こんにちは!
カズ社会労務士事務所 代表の佐久間和象です。
今回は年次有給休暇(以下、有休)についての記事です。
有休と言えば、労働時間や残業代などと同様に、人事労務上話題になりやすいテーマですよね。
また、一口に有休と言っても、その内容は様々です。
当事務所でも、企業様から有休に関する様々なご相談を頂きます。
今回はそんな有休の中でも、退職者に関する有休の取扱いについてご紹介したいと思います。
経営者の悩みの種?「退職者の有休消化」
退職者に関連する有休の問題と言えば、退職日までの有休消化が挙げられるのではないでしょうか。

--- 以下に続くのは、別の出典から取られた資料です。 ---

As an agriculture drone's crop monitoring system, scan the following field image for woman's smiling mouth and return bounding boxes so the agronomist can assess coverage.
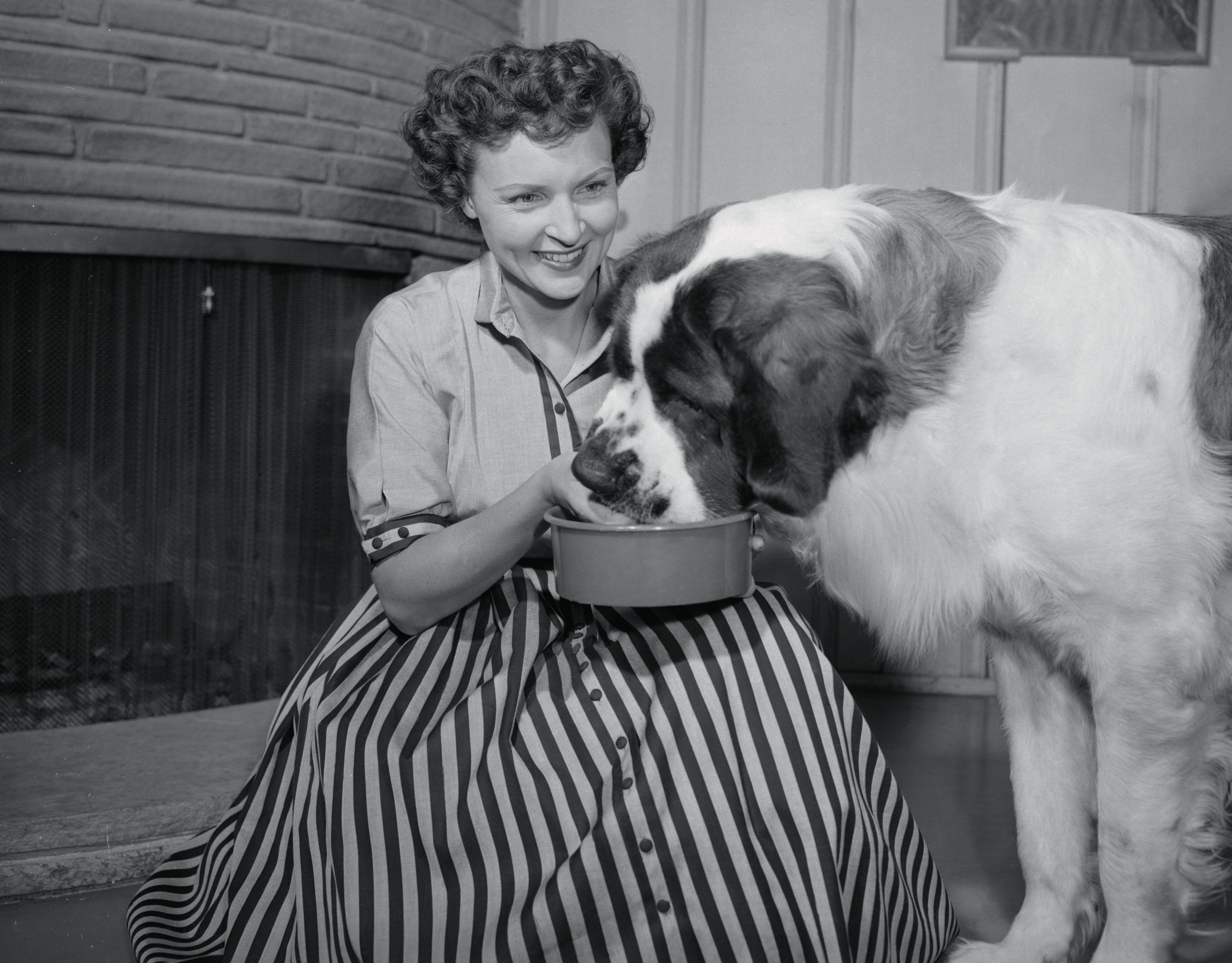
[535,244,587,267]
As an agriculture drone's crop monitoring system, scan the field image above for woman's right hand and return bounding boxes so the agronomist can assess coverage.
[539,452,629,525]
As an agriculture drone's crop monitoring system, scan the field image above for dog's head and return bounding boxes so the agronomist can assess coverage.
[574,191,901,522]
[574,187,1004,522]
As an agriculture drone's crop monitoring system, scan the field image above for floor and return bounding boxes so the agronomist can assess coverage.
[7,692,1232,963]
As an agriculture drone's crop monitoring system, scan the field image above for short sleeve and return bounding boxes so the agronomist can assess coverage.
[346,294,453,564]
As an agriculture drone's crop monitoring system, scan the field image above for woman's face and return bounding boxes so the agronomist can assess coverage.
[462,123,620,301]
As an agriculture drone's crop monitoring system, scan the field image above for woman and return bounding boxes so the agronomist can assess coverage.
[129,40,955,963]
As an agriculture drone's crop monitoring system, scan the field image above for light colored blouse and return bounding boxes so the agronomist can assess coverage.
[346,253,611,563]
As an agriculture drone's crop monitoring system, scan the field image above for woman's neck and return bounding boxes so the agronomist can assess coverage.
[504,271,599,382]
[504,271,599,337]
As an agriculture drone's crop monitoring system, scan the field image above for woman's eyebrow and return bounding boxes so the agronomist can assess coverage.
[493,164,615,191]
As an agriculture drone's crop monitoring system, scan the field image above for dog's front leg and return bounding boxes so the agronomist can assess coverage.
[951,638,1099,963]
[1091,646,1227,963]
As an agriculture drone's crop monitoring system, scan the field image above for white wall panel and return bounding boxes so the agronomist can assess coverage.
[701,0,828,208]
[850,0,977,191]
[1005,57,1133,211]
[1157,4,1232,214]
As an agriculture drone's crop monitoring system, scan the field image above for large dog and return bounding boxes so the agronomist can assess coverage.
[574,187,1232,963]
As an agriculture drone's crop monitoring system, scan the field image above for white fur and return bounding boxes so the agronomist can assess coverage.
[629,186,887,384]
[601,189,1232,963]
[594,381,706,519]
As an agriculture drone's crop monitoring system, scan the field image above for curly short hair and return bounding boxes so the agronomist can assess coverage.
[402,39,654,227]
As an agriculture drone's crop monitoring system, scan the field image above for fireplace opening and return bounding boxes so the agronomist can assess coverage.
[0,253,402,732]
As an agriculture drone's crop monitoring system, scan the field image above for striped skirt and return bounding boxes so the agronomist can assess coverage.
[128,565,956,963]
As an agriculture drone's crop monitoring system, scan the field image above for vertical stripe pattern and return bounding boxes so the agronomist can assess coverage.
[128,576,956,963]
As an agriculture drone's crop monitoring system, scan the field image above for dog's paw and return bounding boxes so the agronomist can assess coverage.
[942,939,1065,963]
[942,939,1010,963]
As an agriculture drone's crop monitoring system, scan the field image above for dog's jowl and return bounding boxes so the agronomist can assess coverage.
[576,187,1232,963]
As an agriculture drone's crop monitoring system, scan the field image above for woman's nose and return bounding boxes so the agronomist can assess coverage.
[547,197,584,248]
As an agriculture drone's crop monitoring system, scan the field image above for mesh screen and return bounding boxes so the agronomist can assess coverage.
[0,253,398,732]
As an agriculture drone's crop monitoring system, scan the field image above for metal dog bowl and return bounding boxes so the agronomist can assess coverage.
[543,506,753,607]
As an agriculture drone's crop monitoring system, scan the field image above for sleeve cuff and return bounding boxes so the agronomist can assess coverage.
[363,515,449,564]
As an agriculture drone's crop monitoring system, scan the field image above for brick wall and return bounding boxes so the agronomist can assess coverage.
[0,0,519,259]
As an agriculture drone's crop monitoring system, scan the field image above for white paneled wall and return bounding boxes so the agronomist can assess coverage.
[522,0,1232,692]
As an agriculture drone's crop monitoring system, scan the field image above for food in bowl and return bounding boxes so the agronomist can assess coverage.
[543,507,753,607]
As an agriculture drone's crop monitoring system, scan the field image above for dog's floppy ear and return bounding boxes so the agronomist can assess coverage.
[715,263,887,517]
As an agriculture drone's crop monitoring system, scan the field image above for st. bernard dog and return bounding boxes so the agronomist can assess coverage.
[574,187,1232,963]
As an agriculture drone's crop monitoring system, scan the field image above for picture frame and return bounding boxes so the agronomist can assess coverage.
[945,0,1212,65]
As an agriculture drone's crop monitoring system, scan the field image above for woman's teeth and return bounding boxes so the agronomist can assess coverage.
[536,248,581,265]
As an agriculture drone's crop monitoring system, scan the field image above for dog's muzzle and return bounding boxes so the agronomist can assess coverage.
[573,429,642,505]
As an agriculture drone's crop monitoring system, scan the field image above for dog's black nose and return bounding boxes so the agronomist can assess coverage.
[573,431,637,499]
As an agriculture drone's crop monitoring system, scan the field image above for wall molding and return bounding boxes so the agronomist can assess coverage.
[0,224,479,275]
[822,0,855,187]
[1129,64,1161,214]
[973,60,1009,193]
[671,0,706,222]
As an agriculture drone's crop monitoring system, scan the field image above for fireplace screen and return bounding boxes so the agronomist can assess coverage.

退職者が自らの残っている有休を退職日までに(全て)消化することですね。
これは会社様からよくご相談頂く内容です。
どういったものかというと、
「退職者が退職日まで有休消化を希望してきたが全て認めないといけないのか」
「退職者の有休の希望を拒否して退職日まで何とか働いてもらうことはできないか」
こうした類のご相談です。
こうしたご相談の中には、
「有休消化を認めていたら引継ぎができない」
「退職日まで契約は残っているのだから最後まで働くべきではないか」
というように、企業や現場の部門の業務運営上支障が生じるから認められないと言った声や、感情的に認められない・常識的にどうなのか、という声が入り混じっていることも少なくありません。
退職者の未消化の有休取得・・・認めざるを得ません!
こうした声、思いがあることある意味仕方のないことかもしれません。
場合によっては退職日まで1ヶ月以上丸々有休消化をするようなケースもありますよね。
退職の申し出自体が直前であれば、確かに会社としては事業運営や引継ぎなど、難しい状況もあろうかと思います。
ただしです。
退職者に残っている未消化分の有休については、より一層その取得が尊重されます。
残っている有休について、退職者から申し出があれば認めざるを得ない、というのが結論です。
というのも、退職者には、退職日が決まっているが故、有休の時期を退職日以降に後送りにすることができません。
つまり、企業側が社員の有休取得時季を変更する権利を行使できる余地が無いということです。
(企業側が社員の有休取得の時季を変更する権利のことを「時季変更権」と言います。時季変更権を行使するためには、その社員が有休を取得することにより、事業運営に支障が生ずることが要件となりますが、その具体的な内容については今回は割愛します。)
希望のあった有休取得日について、(合意のうえで)退職日までの別の日に変更するということは可能性としては考えられますが、有休の取得自体を妨げることはできません。
有休については、もともと労働者の権利として強く保護されていることはご存知のことと思いますが、退職者に残っている未消化分の有休については、より一層その希望に沿う必要があります。
「そうは言っても現実に休まれては困る」
「現場を分かっていない」
こうした声も聞こえて来るかもしれません。
しかし、繰り返しご紹介している通り、有休の取得は労働者の権利であり、これを尊重することは事業運営上もとても重要なことです。
年次ごとにしっかりと、十分に心身のリフレッシュのために有休を使ってもらう。
退職時に未消化の有休が溜まっている状況そのものをむしろ課題として捉え、有休の本来の趣旨に沿って、企業としてあらかじめ計画的に有休取得を促進する、そのための環境・風土を整備する。
これは退職時のトラブルの未然防止のみならず、社員のマネジメントや組織の円滑な運営、そして生産性の向上に繋がるポジティブな取組みではないでしょうか。
有休をしっかりと取れる。それだけで差別化になる時代でもあります。
退職者との別れ方も、見方を変えれば一つの戦略になり得ますし、退職のタイミングに限らず有休をしっかりと取れる職場作りは今後さらに重要性を増していくのではないでしょうか。